Il y a des années que je porte ma peine, mais je ne puis plus longtemps la porter. Je bouclerai mon sac et prendrai mon bâton, et je m’en irai par le monde.

Et je marcherai des centaines d’heures jusqu’à ce que j’arrive à la grande ville : elle s’étale à l’estuaire d’un fleuve, avec trois tours orgueilleuses.

Là cessera bientôt mon chagrin d’amour, là le bonheur m’attend ; alors ma douce bien-aimée au bras, je me promènerai à mon tour sous les tilleuls qui sentent bon.


13

Quand je suis près de ma bien-aimée, mon cœur s’ouvre, je suis riche et le monde entier est à moi.
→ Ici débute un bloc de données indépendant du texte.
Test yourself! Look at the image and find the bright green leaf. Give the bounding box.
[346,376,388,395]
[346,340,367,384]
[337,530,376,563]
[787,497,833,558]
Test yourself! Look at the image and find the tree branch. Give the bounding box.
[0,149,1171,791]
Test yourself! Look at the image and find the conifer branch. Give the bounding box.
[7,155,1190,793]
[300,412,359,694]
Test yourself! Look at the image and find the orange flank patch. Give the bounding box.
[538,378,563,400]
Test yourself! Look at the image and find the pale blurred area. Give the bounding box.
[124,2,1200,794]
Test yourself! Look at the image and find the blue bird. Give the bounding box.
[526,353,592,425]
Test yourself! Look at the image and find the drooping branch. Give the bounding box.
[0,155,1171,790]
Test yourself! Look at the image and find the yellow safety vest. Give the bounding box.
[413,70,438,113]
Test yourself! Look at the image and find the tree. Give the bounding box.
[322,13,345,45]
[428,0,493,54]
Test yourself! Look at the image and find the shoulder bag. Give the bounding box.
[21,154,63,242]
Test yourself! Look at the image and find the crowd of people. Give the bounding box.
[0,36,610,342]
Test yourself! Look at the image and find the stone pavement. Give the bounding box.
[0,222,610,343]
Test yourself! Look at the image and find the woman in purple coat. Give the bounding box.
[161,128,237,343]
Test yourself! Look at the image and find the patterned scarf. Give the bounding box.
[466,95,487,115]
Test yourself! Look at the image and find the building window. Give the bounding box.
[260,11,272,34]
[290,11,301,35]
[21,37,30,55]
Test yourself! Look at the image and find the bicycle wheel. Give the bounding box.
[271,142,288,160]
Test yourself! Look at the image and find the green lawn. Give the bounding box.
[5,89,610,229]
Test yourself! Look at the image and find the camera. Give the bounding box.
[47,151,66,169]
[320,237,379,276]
Mais quand il faut m’arracher à ses bras d’une blancheur de cygne, alors mon exaltation retombe et je suis pauvre comme un mendiant.


14

Je voudrais que mes lieder fussent de petites fleurs : je les enverrais, afin qu’elle les respire, à la bien-aimée de mon cœur.

Je voudrais que mes lieder fussent des baisers : je les enverrais tous en secret aux petites joues de ma bien-aimée.

Je voudrais que mes lieder fussent des petits pois : j’en cuirais une soupe exquise.


15

Dans le jardin de mon père fleurit, invisible, une fleurette triste et pâle ; l’hiver s’enfuit, le printemps s’agite, la pâle fleurette est toujours aussi pâle. La pâle fleur a l’air d’une fiancée maladive.